According to USA Today, on Tuesday, the FDA updated its “social media challenge” statement advising people to avoid cooking chicken in NyQuil. And also explained the physical danger of cooking with the liquid cough medicine.

This statement refers to a NyQuil chicken TikTok video posted almost a year ago. In the video, a user is showcasing a recipe for frying two chicken breasts mixed in with the cold and flu medicine for added flavor. The video has since been removed by TikTok.

“The challenge sounds silly and unappetizing — and it is,” the FDA wrote on its website.

“But it could also be very unsafe. Boiling a medication can make it much more concentrated and change its properties in other ways. Even if you don’t eat the chicken, inhaling the medication’s vapors while cooking could cause high levels of the drugs to enter your body. It could also hurt your lungs,” it read.

The FDA added that nighttime medicine could not only damage the lungs but, a person can mistakenly take too much medicine leading to hospitalization.
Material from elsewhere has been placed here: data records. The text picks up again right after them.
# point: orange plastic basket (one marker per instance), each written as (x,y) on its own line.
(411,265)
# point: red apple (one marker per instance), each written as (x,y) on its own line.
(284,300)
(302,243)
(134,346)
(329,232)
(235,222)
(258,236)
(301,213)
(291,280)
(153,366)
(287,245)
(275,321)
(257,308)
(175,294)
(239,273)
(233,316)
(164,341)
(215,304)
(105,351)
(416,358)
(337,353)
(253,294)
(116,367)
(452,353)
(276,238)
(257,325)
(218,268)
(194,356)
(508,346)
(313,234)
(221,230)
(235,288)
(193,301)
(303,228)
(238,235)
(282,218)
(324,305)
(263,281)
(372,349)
“Put simply: Someone could take a dangerously high amount of the cough and cold medicine without even realizing it.”

According to NBC News, Procter & Gamble, the maker of NyQuil, did not respond for comment.
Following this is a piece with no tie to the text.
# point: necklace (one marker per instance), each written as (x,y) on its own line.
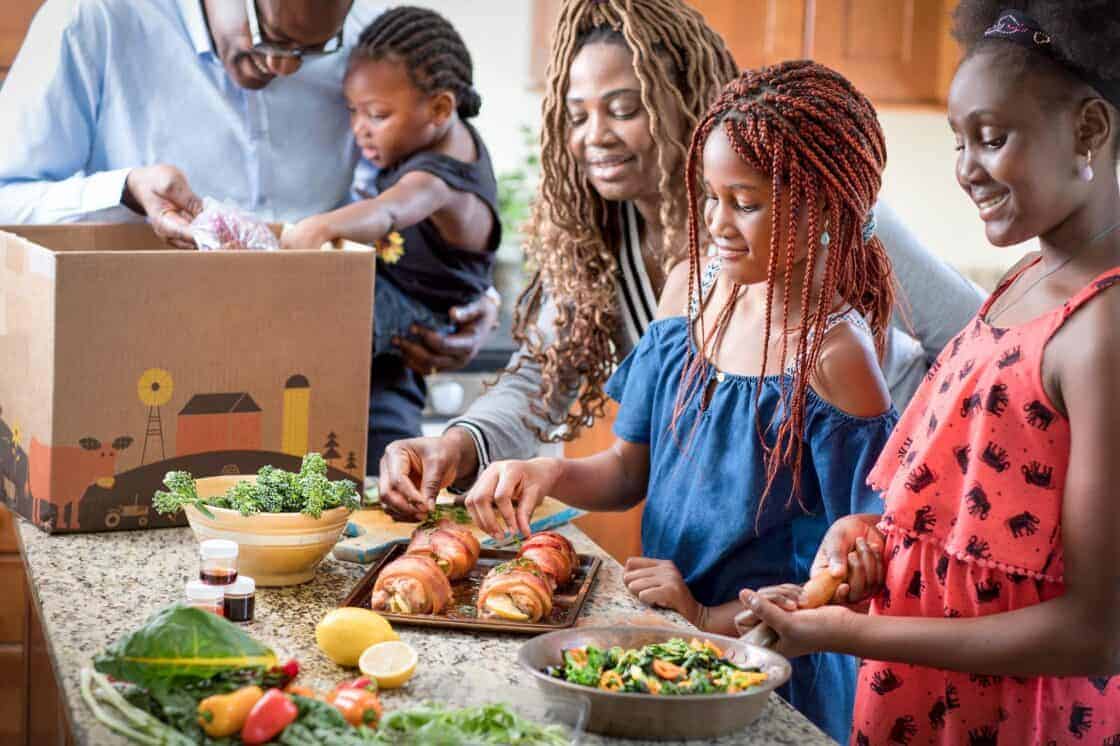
(992,317)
If you’re interested in seeing what the commotion is all about it may be hard to locate — the hashtag “#nyquilchicken” is banned on TikTok, and searching for it leads to multiple pop-up warnings that “some online challenges can be dangerous, disturbing, or even fabricated.”

The FDA also promotes the importance of parents keeping over-the-counter drugs away from children and discussing the impacts of social media trends involving medications.

“Sit down with your children and discuss the dangers of misusing drugs and how social media trends can lead to real, sometimes irreversible, damage. Remind your children that overdoses can occur with OTC drugs as well as with prescription drugs,” the FDA site read.

Earlier in 2020, a TikTok trend involving Benadryl as a hallucinogen caused the FDA to step in as well.